The Kenya Revenue Authority (KRA) has lost its bid to collect billions of shillings from betting companies for the period between 2018 and 2019 after a High Court judge ruled that tax on winnings then did not involve the amount wagered.
KRA sought to tax both the amount wagered and the amount won as winnings but Judge David Majanja stated that their argument was ambiguous as the definition of winnings was not provided for in law during that period.
The taxman had sent notices to betting firms, including Betin, Betika and SportPesa, demanding billions of shillings in taxes due, and went ahead to freeze their bank accounts. The KRA also closed trading accounts with Safaricom’s M-Pesa, pushing firms like Betin to shut down operations.

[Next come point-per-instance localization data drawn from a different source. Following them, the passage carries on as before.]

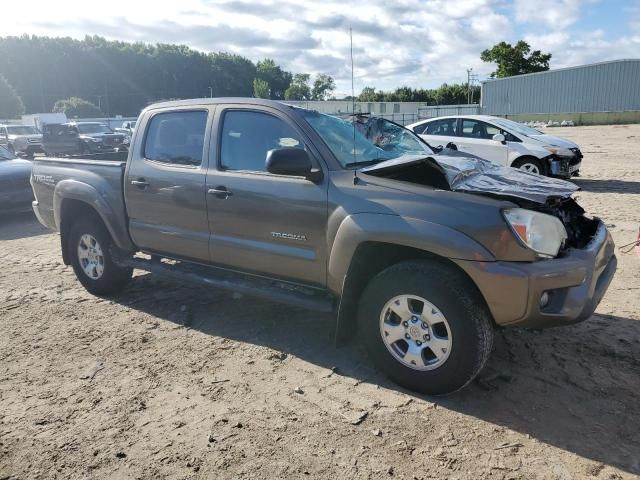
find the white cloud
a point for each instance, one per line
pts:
(555, 14)
(420, 43)
(585, 47)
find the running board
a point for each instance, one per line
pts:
(274, 290)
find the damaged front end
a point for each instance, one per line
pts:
(460, 173)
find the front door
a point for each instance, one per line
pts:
(476, 137)
(165, 185)
(260, 222)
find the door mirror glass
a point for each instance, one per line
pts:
(290, 161)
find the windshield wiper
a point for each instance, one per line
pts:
(364, 163)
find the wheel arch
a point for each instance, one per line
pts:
(371, 258)
(70, 211)
(72, 198)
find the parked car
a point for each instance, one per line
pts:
(504, 142)
(126, 128)
(81, 138)
(15, 190)
(23, 140)
(423, 254)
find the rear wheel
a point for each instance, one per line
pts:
(531, 165)
(425, 326)
(90, 247)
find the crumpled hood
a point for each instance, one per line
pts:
(102, 135)
(554, 141)
(474, 175)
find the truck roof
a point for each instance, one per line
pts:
(220, 100)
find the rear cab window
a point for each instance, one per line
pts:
(176, 137)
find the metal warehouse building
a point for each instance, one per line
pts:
(607, 92)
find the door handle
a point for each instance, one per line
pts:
(220, 192)
(140, 183)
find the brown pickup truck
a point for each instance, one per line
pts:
(420, 251)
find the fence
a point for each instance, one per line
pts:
(444, 110)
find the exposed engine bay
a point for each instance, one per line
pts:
(460, 173)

Justice Majanja upheld the ruling of the tax appeals tribunal made in 2019 that barred KRA from collecting withholding tax that would have been deducted directly from the punters by the taxman.
“I therefore, find and hold that during the subject years of 2018 and 2019, the [KRA] commissioner could not collect the withholding tax that ought to have been deducted by the respondents from the punters and that all the commissioner could do was seek the same from the punters directly,” Justice Majanja said.
KRA began demanding the payment of Sh1.7 billion from Betika in 2019 claiming the gamblers were in arrears on account of the newly introduced 20% withholding tax on winnings.
But the betting firms opposed the demands arguing that the KRA misinterpreted the winnings to include the stake placed by a punter.
The tribunal in its ruling clarified that winnings, as stipulated in the Income Tax Act, are referred to as payouts by the betting firms but do not include amounts staked by the gambler.
Winnings from betting and gaming were not charged as income but Parliament changed the tax laws in July 2018 and defined winnings as the difference between payouts made and stakes placed in each month, for each player, payable to punters by bookmakers.
Justice Majanja also found that the law then did not state or set out what constitutes winnings and how to compute the winnings.
“In the case of such ambiguity, the interpretation and resolution must be in the taxpayer’s favor,” Majanja said.
The judge added that Parliament failed to define winnings to include both the wager and the profit.
Latest data from Safaricom shows that Kenyans spent Sh169.1 billion in betting through the telco’s M-Pesa in the year to March, underlining the gambling craze among the Kenyan youth.
The disclosure also shows that the value of bets went up by 23.8% from Sh136 billion in 2021, against the government push to end gambling by imposing higher taxes on the betting firms and punters.